- Location: Northern Administration District, Saskatchewan
- Coordinates: 54°07′17″N 105°10′16″W﻿ / ﻿54.1213°N 105.1712°W
- Basin countries: Canada
- Surface area: 5,588 ha (13,810 acres)
- Max. depth: 40.6 m (133 ft)
- Shore length^{1}: 65.9 km (40.9 mi)
- Surface elevation: 591 m (1,939 ft)
- Islands: Hovdebo Island

= Whiteswan Lakes =

Lake in Saskatchewan, Canada

Whiteswan Lakes are a group of lakes in the Canadian province of Saskatchewan. The lakes are in the boreal forest ecozone west of the Cub Hills. At the southern end of the lakes, on Whelan Bay, is a provincial recreation site and a resort with lodging, camping, and recreational access to the lakes.

The Whiteswan Lakes are in the Northern Saskatchewan Administration District and are central to three nearby provincial parks: Narrow Hills Provincial Park to the east, Clarence-Steepbank Lakes Provincial Park to the north, and Candle Lake Provincial Park to the south. Access to the lakes is from Saskatchewan Highway 913.

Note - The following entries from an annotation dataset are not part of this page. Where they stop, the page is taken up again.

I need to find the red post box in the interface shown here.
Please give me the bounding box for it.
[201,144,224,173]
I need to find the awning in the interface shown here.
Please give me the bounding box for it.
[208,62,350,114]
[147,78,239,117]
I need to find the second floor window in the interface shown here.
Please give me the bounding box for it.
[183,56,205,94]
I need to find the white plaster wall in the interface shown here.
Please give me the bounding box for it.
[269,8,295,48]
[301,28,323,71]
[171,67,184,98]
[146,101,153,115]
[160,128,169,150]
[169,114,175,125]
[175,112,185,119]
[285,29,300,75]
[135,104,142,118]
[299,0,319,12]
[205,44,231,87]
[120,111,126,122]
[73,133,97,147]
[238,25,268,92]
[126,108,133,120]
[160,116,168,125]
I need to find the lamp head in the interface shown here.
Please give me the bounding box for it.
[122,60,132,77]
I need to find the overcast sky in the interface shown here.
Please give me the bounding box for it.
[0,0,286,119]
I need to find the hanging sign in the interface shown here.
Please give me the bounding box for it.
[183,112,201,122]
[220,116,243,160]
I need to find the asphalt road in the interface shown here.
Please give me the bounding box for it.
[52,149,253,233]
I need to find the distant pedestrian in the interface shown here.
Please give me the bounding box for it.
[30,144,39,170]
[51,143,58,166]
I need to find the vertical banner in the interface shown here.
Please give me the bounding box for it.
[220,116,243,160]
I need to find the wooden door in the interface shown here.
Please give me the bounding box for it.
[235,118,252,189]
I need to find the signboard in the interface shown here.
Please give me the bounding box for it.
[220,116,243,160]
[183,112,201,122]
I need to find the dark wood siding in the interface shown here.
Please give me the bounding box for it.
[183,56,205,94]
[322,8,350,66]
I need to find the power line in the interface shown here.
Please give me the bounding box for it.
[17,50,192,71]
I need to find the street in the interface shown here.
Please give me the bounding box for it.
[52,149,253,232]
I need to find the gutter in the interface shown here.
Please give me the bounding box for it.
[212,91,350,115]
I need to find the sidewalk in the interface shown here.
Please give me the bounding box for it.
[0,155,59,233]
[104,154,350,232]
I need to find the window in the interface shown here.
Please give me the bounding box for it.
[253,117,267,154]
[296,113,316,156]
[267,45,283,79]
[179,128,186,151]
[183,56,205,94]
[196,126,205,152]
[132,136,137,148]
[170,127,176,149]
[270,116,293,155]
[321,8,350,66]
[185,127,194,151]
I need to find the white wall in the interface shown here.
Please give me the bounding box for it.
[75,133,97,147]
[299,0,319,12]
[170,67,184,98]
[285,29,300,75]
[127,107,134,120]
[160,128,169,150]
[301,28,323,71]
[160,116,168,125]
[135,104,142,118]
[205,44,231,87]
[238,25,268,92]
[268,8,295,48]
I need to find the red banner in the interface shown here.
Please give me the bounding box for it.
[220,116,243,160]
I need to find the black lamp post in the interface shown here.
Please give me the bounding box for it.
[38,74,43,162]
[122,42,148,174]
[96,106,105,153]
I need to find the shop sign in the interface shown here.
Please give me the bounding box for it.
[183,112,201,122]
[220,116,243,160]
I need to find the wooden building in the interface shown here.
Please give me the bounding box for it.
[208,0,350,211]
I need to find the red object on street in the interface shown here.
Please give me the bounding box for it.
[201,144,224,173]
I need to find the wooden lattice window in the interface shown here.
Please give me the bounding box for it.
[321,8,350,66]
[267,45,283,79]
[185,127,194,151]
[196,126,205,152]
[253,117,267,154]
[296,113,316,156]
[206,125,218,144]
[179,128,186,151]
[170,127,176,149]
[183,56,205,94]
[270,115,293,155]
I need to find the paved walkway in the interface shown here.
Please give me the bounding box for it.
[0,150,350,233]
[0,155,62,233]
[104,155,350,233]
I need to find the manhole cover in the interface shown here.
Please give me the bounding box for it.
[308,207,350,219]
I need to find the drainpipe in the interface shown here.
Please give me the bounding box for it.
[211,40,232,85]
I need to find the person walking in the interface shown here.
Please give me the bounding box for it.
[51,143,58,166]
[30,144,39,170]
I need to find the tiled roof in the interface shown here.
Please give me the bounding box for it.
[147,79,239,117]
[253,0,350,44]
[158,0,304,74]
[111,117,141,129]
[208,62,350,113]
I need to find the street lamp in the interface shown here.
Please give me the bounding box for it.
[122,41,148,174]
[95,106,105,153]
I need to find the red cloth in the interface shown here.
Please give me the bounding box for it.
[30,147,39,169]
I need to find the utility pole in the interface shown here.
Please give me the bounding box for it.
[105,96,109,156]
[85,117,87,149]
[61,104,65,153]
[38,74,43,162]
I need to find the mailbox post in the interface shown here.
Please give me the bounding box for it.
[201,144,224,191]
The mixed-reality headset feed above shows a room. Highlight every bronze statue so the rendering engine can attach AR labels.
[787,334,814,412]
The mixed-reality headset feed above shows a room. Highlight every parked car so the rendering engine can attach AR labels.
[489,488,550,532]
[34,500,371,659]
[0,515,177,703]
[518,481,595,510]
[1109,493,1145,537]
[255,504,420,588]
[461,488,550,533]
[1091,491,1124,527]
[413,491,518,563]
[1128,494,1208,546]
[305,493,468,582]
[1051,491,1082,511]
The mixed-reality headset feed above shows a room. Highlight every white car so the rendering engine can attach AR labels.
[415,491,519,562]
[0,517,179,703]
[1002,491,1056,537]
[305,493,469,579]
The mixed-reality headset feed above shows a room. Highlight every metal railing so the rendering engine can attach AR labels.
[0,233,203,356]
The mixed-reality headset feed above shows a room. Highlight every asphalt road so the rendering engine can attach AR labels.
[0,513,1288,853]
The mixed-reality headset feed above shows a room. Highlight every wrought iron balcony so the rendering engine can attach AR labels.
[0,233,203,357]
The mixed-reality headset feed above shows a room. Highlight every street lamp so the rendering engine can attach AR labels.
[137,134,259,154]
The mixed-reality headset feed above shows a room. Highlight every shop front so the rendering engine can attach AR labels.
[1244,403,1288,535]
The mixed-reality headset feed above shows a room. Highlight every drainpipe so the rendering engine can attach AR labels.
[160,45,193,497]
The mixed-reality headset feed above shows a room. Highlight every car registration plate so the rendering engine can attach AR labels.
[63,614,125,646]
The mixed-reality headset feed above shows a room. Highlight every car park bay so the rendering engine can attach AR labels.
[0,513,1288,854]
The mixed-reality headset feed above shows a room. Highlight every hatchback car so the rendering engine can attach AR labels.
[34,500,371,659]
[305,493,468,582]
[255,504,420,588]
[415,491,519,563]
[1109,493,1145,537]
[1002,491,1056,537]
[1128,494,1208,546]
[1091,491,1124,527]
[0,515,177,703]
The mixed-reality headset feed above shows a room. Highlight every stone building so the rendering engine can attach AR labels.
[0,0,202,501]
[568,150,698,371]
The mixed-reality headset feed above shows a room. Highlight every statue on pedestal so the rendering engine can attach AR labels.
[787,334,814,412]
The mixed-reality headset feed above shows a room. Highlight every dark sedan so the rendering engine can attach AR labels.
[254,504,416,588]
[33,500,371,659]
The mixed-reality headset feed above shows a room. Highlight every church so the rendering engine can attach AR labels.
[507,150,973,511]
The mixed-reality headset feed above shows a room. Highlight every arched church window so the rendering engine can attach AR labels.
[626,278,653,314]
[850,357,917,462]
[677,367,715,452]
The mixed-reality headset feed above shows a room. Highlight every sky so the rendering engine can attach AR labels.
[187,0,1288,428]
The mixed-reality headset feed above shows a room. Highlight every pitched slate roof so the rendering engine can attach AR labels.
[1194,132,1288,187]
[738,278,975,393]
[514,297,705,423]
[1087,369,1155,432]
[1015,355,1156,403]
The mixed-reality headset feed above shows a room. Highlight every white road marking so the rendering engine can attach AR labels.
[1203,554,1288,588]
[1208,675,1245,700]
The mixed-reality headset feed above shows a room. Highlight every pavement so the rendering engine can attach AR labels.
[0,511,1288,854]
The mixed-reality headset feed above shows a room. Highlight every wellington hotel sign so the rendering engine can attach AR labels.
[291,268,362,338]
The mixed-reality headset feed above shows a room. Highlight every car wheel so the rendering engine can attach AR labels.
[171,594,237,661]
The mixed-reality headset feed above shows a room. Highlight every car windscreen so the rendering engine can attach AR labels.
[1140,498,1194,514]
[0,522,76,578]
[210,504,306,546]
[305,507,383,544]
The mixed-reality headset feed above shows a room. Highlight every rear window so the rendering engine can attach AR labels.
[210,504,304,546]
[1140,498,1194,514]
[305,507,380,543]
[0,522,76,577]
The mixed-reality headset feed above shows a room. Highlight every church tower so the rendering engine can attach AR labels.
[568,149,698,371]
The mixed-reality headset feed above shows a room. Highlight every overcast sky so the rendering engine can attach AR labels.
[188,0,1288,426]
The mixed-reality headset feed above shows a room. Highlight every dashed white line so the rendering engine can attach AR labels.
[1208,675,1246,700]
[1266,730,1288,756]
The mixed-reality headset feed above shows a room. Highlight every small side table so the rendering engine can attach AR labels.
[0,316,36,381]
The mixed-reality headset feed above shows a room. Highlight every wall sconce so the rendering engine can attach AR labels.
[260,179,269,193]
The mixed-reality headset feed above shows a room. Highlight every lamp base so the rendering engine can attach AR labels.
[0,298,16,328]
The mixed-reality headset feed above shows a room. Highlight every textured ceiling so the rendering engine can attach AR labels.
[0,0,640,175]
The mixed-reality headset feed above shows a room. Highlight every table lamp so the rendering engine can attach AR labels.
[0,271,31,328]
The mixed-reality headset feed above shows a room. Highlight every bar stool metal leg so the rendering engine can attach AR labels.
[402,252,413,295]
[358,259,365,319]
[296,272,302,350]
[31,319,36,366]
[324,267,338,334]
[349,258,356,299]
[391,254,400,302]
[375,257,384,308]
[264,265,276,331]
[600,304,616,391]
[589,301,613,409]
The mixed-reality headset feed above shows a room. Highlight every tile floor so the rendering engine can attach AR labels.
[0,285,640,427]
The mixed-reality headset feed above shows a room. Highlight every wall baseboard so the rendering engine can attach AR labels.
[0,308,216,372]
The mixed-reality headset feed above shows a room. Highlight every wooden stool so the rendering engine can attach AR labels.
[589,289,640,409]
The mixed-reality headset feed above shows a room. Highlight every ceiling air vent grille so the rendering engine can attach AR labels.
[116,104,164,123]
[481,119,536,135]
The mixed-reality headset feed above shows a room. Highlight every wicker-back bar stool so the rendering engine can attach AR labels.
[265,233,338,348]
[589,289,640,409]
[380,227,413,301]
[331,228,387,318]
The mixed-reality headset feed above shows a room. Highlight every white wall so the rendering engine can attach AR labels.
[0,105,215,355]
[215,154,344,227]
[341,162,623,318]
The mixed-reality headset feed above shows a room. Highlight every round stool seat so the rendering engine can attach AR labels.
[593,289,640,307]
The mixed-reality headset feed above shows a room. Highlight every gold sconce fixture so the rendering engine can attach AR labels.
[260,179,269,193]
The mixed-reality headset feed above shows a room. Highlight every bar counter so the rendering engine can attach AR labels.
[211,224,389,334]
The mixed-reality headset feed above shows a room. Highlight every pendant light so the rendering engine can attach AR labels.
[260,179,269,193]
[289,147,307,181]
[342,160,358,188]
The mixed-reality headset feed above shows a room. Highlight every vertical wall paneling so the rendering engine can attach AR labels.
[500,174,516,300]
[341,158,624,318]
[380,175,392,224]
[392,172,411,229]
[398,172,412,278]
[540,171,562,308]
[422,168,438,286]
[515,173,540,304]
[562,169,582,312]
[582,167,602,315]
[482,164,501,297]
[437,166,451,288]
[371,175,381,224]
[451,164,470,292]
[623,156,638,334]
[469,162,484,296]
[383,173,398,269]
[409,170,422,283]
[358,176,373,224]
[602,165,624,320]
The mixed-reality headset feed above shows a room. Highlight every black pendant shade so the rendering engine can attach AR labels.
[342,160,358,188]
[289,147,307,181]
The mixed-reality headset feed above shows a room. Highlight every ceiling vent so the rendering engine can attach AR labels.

== Whiteswan Lake (Whelan Bay) Recreation Site ==
Whiteswan Lake (Whelan Bay) Recreation Site is a provincial recreation site at the southern end of the Whiteswan Lakes on Whelan Bay. The park includes the neighbouring Pinkney Lake and encompasses the Whiteswan Lake Resort. The resort has access to the lakes for scuba diving, swimming, boating, and fishing. There is a licensed restaurant and accommodations include cabins, RV sites, and wilderness campsites. Activities include hiking, ATVing, and, in the winter, 172 km of snowmobile trails.

== Fish species ==
Fish commonly found in the Whiteswan Lakes include lake trout, yellow perch, and northern pike. The lakes are regularly stocked with lake trout.